What works is different for everyone. The smell of coffee might soothe you but not your spouse, so work to find what works best for your individual preferences.
Ways to help satisfy your need for touch through the senses
Look for soundscapes you find relaxing from free apps or websites.
Caress different textures such as furry, silky and smooth surfaces.
Learn about aromatherapy and the benefits of different scents.
Take time to savor the tastes of your meals, rather than inhaling them while distracted by the TV or at the desk.
Virtually see the people in your life. Says Parks, “In my meetings I try to have the camera on.”
What about my “bubble”?
Your bubble is the small group you’ve allowed into your home from another, and have together agreed to practice COVID-safe measures such as masking and social distancing when out of the home. Experiencing touch with those in your household bubble or pod may also help, but it comes with risks. Your family or friends may still be exposed to COVID-19 while running errands or going about their daily business and therefore can still bring the disease into the bubble.

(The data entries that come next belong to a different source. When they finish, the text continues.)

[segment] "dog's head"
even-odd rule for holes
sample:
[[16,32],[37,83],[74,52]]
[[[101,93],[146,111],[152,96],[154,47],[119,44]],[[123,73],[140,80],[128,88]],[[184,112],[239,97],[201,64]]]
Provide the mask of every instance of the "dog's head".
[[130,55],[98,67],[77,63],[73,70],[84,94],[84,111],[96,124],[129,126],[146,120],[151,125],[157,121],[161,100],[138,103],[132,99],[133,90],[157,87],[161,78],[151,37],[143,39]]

Identify your supportive relationships
Finally, Parks encourages identifying the supportive relationships in our lives. These may or may not represent people in our bubble. It might include your pets. Once you’ve identified those individuals, make an effort to spend safe and high-quality time with them, such as meals or “no electronics” time, in order to connect (virtually if they’re not in your bubble). Make the time to maintain a healthy support system for yourself.
“And remember,” Parks finishes, “this will not be our forever. This is temporary.” That’s a saying she encourages people to post somewhere to stay positive until the day hugs don’t carry their current danger.